If you watch any television at all, by now you’ve either seen the ads blaming Rick Scott for a $1.7 billion Medicare fraud case, or Scott’s own ads, like the one where he calls himself the “handsome bald guy.” Positive Health Wellness In his latest ads, the candidate for governor says he takes responsibility for the fraud settlement by HCA, the company he founded, but notes he was never questioned or charged in the case. And then he goes on to say that HCA hospitals made up the majority of the top hospitals in Florida, as determined by the leading quality survey at that time.
My friends over at Politifact beat me to that part of the analysis, but in short: It’s essentially correct that HCA dominated that top hospital list in 1995. It’s also worth noting, though, that the survey in question puts a high value on the hospital’s efficiency and profitability.
Take a look at the most recent version. (The study’s ownership has changed hands, and now is owned by Thomson Reuters.) What’s notable is who doesn’t make the list: Johns Hopkins, Massachusetts General, and the Cleveland Clinic’s main campus. (Mayo Clinic does make the list, as do several hospitals noted during the healthcare debate for quality at a low cost, like the Geisinger system in Pennsylvania.)
The current methodology is downloadable at this page. (It may be somewhat different from the criteria used in 1995, the year Scott refers to, but I’ve followed the study for four years now and have seen no changes. )
The study includes measures like profitability, expense per discharge and length of stay, and each has the same weight in the rankings as mortality rate, readmission rate, and complications index. The documentation also notes that “hospitals with a negative operating profit margin were not eligible to be named benchmarks.”

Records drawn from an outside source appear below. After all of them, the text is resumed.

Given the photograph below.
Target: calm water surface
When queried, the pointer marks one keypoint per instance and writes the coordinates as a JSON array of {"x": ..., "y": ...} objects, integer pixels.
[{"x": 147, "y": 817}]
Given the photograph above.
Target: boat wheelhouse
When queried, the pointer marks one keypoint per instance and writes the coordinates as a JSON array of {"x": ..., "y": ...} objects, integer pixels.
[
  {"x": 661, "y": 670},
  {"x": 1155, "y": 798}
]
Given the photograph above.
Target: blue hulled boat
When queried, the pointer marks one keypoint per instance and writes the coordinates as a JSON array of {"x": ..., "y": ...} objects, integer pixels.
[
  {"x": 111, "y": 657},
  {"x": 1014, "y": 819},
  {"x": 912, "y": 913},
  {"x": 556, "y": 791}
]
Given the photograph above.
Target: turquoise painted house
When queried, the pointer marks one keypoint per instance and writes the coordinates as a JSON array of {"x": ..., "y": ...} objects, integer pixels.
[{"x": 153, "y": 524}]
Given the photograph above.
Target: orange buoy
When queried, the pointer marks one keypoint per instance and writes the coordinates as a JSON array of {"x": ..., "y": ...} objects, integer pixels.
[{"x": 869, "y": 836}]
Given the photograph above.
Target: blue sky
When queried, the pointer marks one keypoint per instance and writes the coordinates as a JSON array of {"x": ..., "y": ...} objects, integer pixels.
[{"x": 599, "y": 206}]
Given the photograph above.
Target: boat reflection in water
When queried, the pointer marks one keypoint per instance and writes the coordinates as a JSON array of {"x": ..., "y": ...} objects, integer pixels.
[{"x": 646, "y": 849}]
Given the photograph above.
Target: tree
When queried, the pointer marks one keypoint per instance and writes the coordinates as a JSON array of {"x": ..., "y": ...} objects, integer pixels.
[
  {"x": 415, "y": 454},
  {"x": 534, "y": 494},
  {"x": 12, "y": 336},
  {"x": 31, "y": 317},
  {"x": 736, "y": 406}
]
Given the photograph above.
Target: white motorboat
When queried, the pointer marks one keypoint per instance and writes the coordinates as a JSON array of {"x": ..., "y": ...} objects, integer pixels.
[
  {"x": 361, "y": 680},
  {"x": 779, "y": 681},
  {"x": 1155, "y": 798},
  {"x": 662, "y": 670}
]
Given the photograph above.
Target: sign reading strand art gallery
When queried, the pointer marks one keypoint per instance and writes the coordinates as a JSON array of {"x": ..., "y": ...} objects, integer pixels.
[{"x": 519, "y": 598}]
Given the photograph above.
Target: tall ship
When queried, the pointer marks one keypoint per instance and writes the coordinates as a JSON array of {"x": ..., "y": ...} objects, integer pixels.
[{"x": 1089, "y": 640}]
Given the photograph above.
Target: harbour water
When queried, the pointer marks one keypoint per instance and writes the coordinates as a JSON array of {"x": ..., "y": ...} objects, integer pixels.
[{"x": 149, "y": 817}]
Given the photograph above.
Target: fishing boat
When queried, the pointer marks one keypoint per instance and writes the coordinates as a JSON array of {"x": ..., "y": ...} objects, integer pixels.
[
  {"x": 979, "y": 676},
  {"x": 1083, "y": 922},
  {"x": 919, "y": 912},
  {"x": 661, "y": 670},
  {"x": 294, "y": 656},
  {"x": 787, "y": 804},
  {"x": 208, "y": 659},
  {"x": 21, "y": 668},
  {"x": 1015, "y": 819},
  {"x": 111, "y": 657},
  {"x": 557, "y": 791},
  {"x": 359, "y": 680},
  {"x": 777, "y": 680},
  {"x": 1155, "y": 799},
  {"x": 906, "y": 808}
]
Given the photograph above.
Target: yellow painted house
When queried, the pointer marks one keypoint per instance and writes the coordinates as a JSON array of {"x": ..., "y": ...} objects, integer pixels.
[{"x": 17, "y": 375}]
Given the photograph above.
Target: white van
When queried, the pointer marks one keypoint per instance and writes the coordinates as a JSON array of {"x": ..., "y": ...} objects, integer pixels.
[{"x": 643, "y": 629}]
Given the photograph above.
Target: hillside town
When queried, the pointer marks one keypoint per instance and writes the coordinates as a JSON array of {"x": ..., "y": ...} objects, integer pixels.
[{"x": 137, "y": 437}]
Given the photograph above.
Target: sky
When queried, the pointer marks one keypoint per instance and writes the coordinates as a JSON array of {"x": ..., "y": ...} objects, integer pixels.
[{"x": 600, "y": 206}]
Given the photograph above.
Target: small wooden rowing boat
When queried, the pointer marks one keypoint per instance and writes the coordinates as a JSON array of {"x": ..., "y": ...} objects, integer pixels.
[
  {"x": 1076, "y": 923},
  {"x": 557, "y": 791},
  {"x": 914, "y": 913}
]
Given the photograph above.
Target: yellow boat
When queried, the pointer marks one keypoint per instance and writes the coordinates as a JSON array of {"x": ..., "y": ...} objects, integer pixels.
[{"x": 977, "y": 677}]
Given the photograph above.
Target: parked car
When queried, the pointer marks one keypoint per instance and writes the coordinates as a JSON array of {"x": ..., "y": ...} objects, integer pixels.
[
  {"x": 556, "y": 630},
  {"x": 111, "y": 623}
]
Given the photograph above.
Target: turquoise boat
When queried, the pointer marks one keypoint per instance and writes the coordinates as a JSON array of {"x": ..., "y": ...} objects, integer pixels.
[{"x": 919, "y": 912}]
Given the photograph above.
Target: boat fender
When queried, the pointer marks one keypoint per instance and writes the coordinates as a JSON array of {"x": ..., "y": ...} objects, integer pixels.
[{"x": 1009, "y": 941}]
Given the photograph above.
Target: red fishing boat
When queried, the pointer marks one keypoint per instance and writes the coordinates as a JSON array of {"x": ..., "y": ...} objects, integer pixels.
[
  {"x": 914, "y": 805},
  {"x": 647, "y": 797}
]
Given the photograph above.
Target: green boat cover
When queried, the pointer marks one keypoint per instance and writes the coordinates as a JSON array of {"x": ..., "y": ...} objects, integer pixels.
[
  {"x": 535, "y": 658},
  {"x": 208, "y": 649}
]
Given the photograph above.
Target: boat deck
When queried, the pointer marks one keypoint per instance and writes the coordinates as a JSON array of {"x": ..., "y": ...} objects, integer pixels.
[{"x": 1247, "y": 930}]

None of this is to say that financial measures are unimportant. As the firm has told me previously, profitability and efficiency mean a hospital can invest in new technology and staff, and indicate that it can maintain its standards through downturns.
Politifact questioned whether the study was valid, if the results were based on fraudulent HCA financials, but could not get a clear answer. A more basic question is this: When the average person is trying to choose the best hospital for treatment, does he care about the hospital’s balance sheet?
The bottom line: When Rick Scott or anyone makes a claim about hospital quality, be aware that there are a lot of different definitions of quality.